Threats of violence and attacks have not been limited Haifa. Right-wing mobs also violently assaulted Palestinians and Israeli leftists in an anti-war protest in Tel Aviv, an Israeli city often promoted by Israel advocates as “liberal.”

Others have been threatened on social media outlets. Yara Abu Ahmad, 20, also a student at Haifa University, says she was threatened by Israelis on Facebook shortly before the latest onslaught on Gaza was launched.

After Abu Ahmad shared an article by Israeli journalist Gideon Levy, who reports critically on Israel’s occupation, she opened her Facebook to find a full inbox. “One of my Israeli classmates shared a screenshot of my Facebook profile on the Im Tirtzu page,” she told The Electronic Intifada, referring to an extremist right-wing Zionist movement.

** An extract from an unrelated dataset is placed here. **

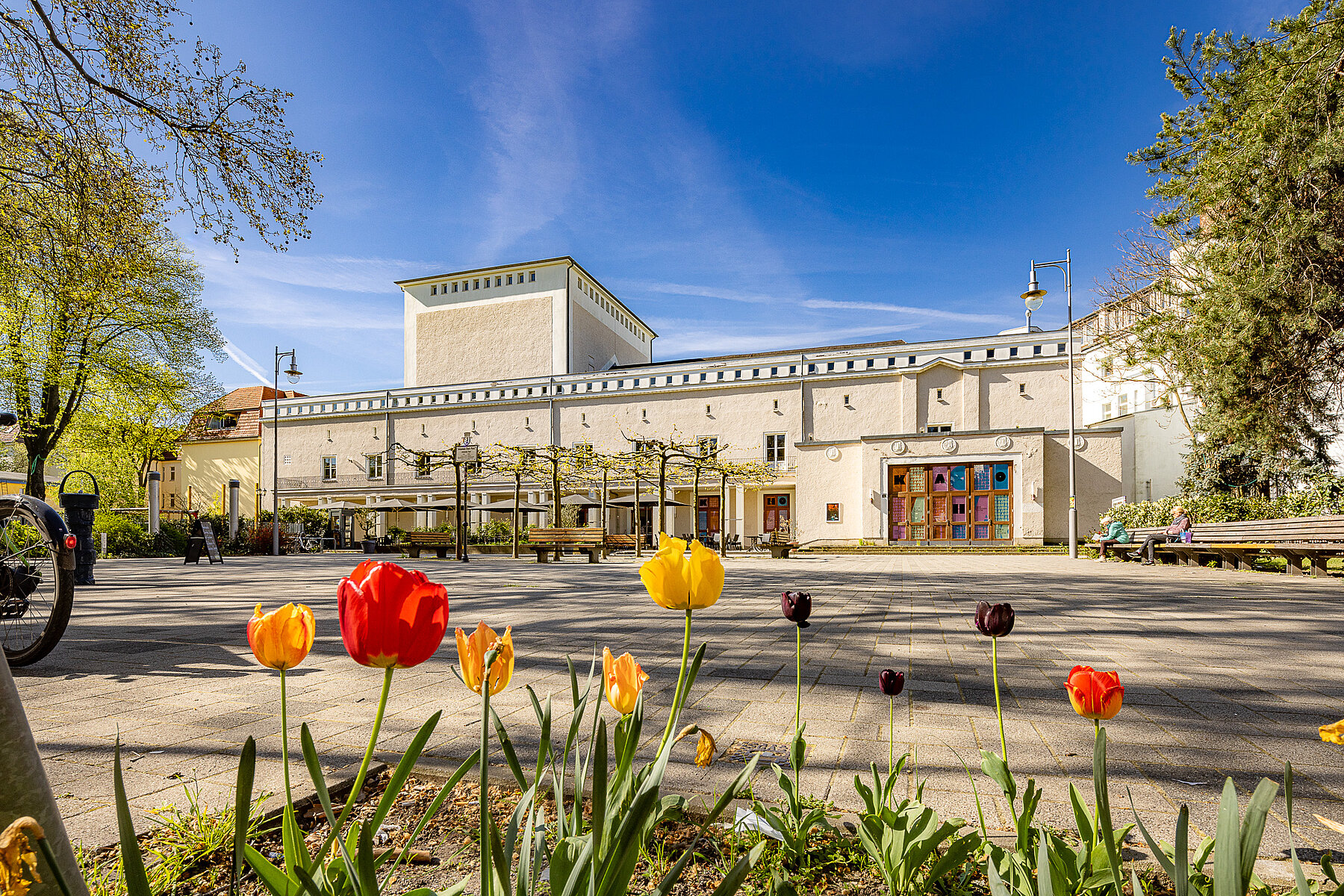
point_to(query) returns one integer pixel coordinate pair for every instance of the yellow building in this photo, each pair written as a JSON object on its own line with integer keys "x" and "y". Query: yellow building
{"x": 222, "y": 442}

“You filthy terrorist, start packing your things,” Ofer Yahav, an Israeli Facebook user, told her. “We are going to throw you away to the Arab countries you come from. You will go back there.”

Another Israeli Facebook user, Asaf An, wrote to Abu Ahmad: “Allah, the rat, a son of a bitch, eats in his ass with Mohammad (the gay). Your day will come, bitch.”

Shani Levi simply wrote: “Die bitch.”

Gal H. Arush wrote: “You little bitch […] you Arab bitch. You’ll be kicked out of Israel.”

Elinor Patito told Abu Ahmad to “go live in Gaza or the West Bank.”

Because she has a photograph of herself at the beach on her Facebook page, Zahi Afumando told her she would “be raped by your uncles and imprisoned” in Iran and Syria if she were there.

The dozens of additional threats, several of which Abu Ahmad showed to The Electronic Intifada, were laden with racism and sexual harassment.


Nadim Nashif, director of the Haifa-based Palestinian advocacy group Baladna, said “the fascists are much more organized than in previous years.”

“They always know when the Palestinian demonstrations take place and show up,” he told The Electronic Intifada.

“This violence comes from the Israeli politicians [who are] calling for violence all the time,” he added. “The right-wing fascists translate it into action in the streets, while the police have been given a much freer hand to arrest and beat Palestinians protesters.”

Nashif added that Israeli courts are being “much harsher” on Palestinian citizens of Israel arrested in protests. “It seems clear that there was an order from above. The authorities don’t want any opposition right now. They are basically trying to silence everything,” he said.

Meanwhile, back in his Haifa dorm room, activist Tareq Yassin says he fears the increase in violent anti-Palestinian racism will persist even if Israel’s latest military operation against the Gaza Strip ends soon.

“We are being subjected to a wave of racism for no reason other than that we are Palestinian. Many people are scared to speak Arabic in public, fearing that they might have to pay dearly for it” by being attacked or harassed, he said.

Waad Ghantous contributed translation from Hebrew.